Facebook slams Apple for insisting on ad tracking transparency

Chris Davies - Dec 16, 2020, 12:09pm CST
Facebook slams Apple for insisting on ad tracking transparency

Apple is demanding apps reveal their privacy impact on users, and Facebook isn’t happy about it, with the social network taking out full-page ads complaining that upcoming tracking changes in iOS will take a toll on small businesses. The in-app tracking policy – which Apple has already delayed launching – has prompted ire between the two firms, with Facebook accusing Apple of making its advertising business “ineffective” on the newest iOS releases.

The changes Apple has in mind won’t prevent apps from using data tracking, which advertisers rely on to craft and deliver personalized ads across multiple apps and websites. What it will do, however, is force developers to make those activities explicit to users.

As such, they’ll be presented with an option to allow such tracking, or ask the app not to track them at all. “We believe technology should protect users’ fundamental right to privacy,” Apple said of the changes earlier this year, “and that means giving users tools to understand which apps and websites may be sharing their data with other companies for advertising or advertising measurement purposes, as well as the tools to revoke permission for this tracking.”

Initially, the new policy around IDFA, or Identification for Advertisers – effectively the unique code given to each iOS device, and which permits tracking by ad networks across various partners’ apps and sites – was meant to launch with iOS 14. Apple pushed that back to early in 2021, however, a decision the Cupertino firm said was “to give developers the time they need to make the necessary changes.”

Even delayed, though, Facebook isn’t happy about the changes. In a full page advert running in the New York Times, Wall Street Journal, and Washington Post today, the social network claims that it is “standing up to Apple for small businesses everywhere.”

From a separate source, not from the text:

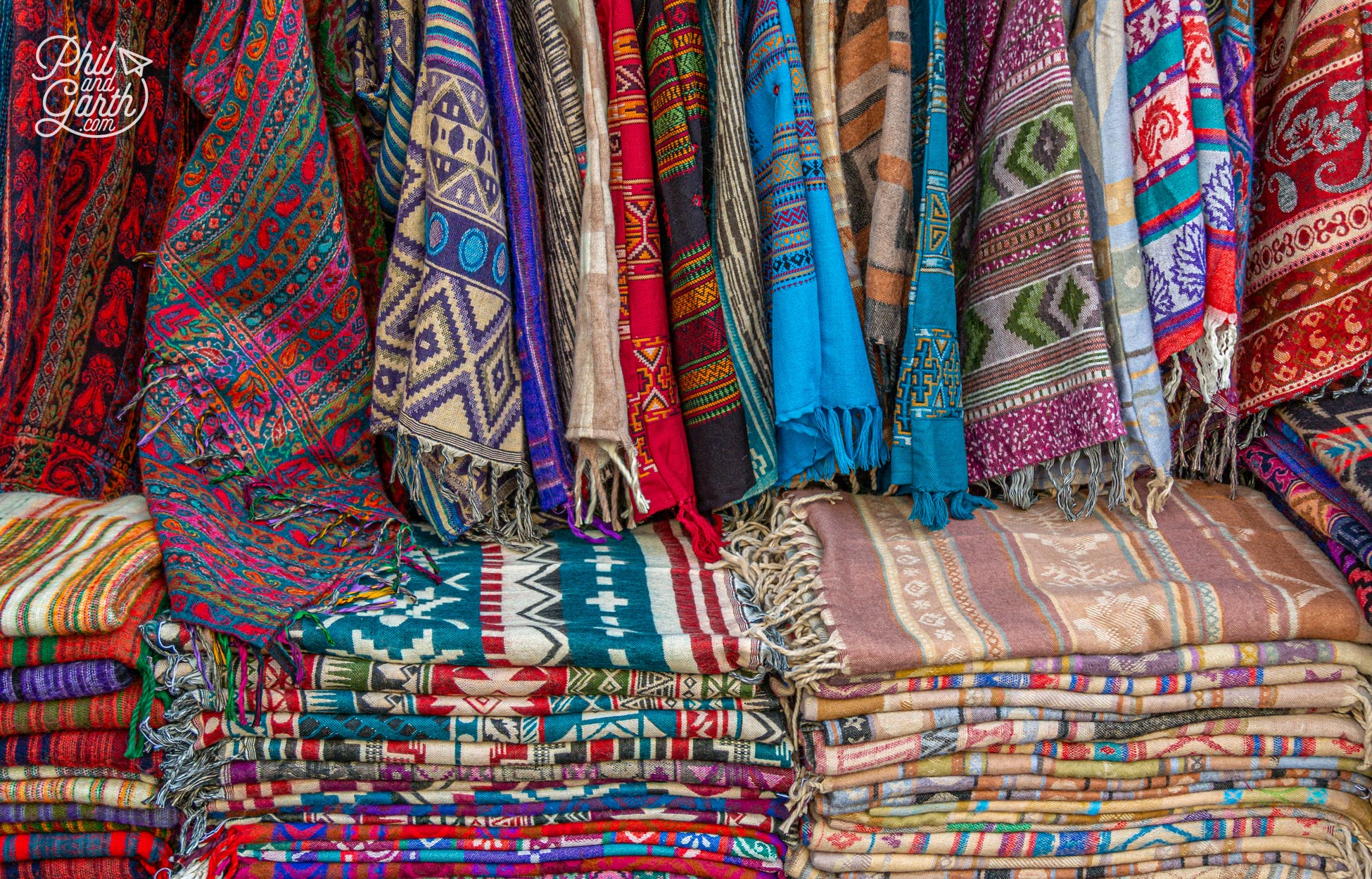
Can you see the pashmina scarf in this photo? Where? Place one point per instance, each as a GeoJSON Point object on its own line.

“Many in the small business community have shared concerns about Apple’s forced software update,” Facebook’s advert continues, “which will limit business’ ability to run personalized ads and reach their customers effectively.” While the changes will impact Facebook, the advert argues, “these changes will be devastating to small businesses, adding to the many challenges they face right now.”

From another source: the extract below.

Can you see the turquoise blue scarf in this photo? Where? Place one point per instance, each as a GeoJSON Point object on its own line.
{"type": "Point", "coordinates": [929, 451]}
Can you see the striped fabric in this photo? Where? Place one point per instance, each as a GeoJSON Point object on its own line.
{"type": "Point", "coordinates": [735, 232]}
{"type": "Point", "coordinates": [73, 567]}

According to Facebook’s data, “the average small business advertiser stands to see a cut of over 60-percent in their sales for every dollar they spend.” It’s worth noting, of course, that it’s ad network providers like Facebook which those small businesses are paying that dollar to.

Facebook has a full site of concerned small businesses voicing their worries about the change in policies, though it seems unlike that Apple will concede. The company launched its app privacy labels earlier this week, in which developers must list the ways they track or otherwise record data on users in their listing in the App Store.